1章2話 最も大きな危険は勝利の瞬間にある

9 「すべて自然でないものは不完全である」




 多くの人々がナポレオンのことを乱暴で厳しく短気だと評している。

 また、ナポレオンは臆病で、自分の城から出るのもやっとだったなんて主張をする人間もいる。

 しかし、一介の砲兵中尉から偉大なるフランスの統治者となったこの人物に、勇気がなかったなどということはあり得ない。


「陛下、」

 私の呼びかけに、彼が振り返らないことはわかっていた。

 特に考え事に没頭している彼を呼び止められるのは、おかみさんくらいなのだろう。彼はどんなに深い思考に沈んでいても、愛するジョセフィーヌの声は聞き逃さない。

 いっそ、彼女の馬車で来ればよかった。

 溜息をつきながら、再度彼を呼ぶ。この際、多少の無礼などはお構いなしだ。


 数度目の呼びかけの後、彼がようやく顔をあげた。

 私をぼんやりと見上げながら、落ちくぼんだ目を瞬かせる。

 べっとりと雨に濡れた髪が顔に貼りついて、陰気で貧相な姿を際立たせていた。

 いつもの灰色のコートは濡れて異臭を放ち、ブーツは泥だらけで意味をなさない。

 大陸軍でも歩くのを嫌がりそうな天気の中、ナポレオンは夢の中にいたかのような顔で私を見上げた。

「ラップか」

「奥様が心配しておりました。今夜はもう帰宅されませんか」

「うむ。そうしようかとは思っていたが……、しかしな」

「考え事は風呂場でもできるでしょう。濡れネズミのようになっているところを国民に見つかりでもしたら、示しがつきません」

 夜ごと散歩を繰り返す彼は、パリにも大勢の敵がいるのにも関わらず最低限の従者しか傍につけない。

 その者たちすらも必要ないと考えている節があり、時折、追い払うように一人で群衆の中に消えてしまうことがあった。

 自分を殺そうとした男を自ら尋問する男だ。彼の勇敢さは疑いようもないが、部下たちは彼の狙撃の腕を信用していない。

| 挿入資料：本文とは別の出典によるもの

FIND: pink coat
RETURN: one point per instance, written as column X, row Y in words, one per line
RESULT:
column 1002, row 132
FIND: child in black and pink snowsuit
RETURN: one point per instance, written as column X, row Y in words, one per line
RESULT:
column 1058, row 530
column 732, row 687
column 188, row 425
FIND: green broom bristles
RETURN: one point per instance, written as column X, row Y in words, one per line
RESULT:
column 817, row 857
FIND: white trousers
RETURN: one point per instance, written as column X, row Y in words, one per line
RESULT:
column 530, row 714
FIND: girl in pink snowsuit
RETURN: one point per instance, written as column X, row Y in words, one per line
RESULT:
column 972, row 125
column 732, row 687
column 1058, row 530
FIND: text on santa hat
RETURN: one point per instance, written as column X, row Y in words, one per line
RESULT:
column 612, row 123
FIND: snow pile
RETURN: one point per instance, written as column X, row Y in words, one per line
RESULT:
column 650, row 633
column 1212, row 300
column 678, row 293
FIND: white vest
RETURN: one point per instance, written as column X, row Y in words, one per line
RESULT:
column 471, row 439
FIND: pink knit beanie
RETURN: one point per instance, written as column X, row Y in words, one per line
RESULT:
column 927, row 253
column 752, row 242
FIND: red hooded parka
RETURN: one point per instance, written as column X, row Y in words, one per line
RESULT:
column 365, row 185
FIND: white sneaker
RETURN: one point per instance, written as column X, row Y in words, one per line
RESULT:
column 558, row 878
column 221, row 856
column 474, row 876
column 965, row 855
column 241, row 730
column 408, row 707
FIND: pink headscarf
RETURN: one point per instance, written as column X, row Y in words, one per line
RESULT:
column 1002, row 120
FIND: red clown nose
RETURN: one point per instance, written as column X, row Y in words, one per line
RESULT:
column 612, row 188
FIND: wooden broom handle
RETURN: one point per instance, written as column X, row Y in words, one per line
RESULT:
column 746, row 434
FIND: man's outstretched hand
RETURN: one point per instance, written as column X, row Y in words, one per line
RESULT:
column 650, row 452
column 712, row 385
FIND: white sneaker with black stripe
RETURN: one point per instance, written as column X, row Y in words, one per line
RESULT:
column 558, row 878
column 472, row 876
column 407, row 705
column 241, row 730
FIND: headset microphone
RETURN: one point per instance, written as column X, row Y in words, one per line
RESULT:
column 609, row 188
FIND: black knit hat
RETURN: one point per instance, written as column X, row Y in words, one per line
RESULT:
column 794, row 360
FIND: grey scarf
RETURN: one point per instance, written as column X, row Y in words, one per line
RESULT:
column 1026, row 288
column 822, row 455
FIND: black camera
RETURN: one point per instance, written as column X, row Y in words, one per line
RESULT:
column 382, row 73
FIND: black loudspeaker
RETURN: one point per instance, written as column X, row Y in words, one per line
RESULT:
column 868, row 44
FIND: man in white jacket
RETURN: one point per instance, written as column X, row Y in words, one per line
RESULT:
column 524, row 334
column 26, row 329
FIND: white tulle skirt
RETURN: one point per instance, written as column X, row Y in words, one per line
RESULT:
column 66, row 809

 今日は、大雨の中、なかなか帰ろうとしない彼を心配して、従者の一人が私を探しに来た。

 私は彼の世話係ではない。だが、副官という立場はただの護衛よりは意見をしやすいと考えられているのだろう。

 それに、私はこれまでに二度、ナポレオンを暗殺から救っている。周りから信頼されているのは、素直に誇らしい。


 ひとまず、びしょぬれの彼に自分のコートを被せた。

 真っ先に匂いを嗅ぐのは無意識だろう。

 気に入らないものではなかったようだ。

 小男はすっぽりと私のコートに収まって、先ほどよりはまともな顔で降り続ける雨を仰いだ。

「こうして歩いていれば、ジャコバン党でも襲い掛かってくるかと思ったがな」

 つまらないジョークを漏らした彼は、そのまま黙ってしまった。

 

 きっとこの雨は、彼の涙の代わりなのだろう。

 フランスの皇帝として、国民や部下にめそめそした姿は見せられない。

 善良で寛大で、兵士一人ひとりの顔を名前を覚える姿は、イタリアで初めて顔を見たときから変わらない。

 私のような兵士一人にも気を配り、手を差し伸べる皆の「親父」が頼るのは、家族と己だけ。

 雨が止まないのも当然だ。

 彼の孤独は埋めようもないほど広がってしまった。


「帰りましょう。……あなたがここにいればルスタムも病気になってしまいます」

 お気に入りのボディーガードの名を出すと、ナポレオンの瞳に光が戻った。

 きょろきょろとあたりを見回し、溜息をつく。

 姿は見えない。

 だが、どんなに追い払われても、犬のようにどこかで見守っているのは間違いない。私は、彼以上に主人に忠実な男を知らない。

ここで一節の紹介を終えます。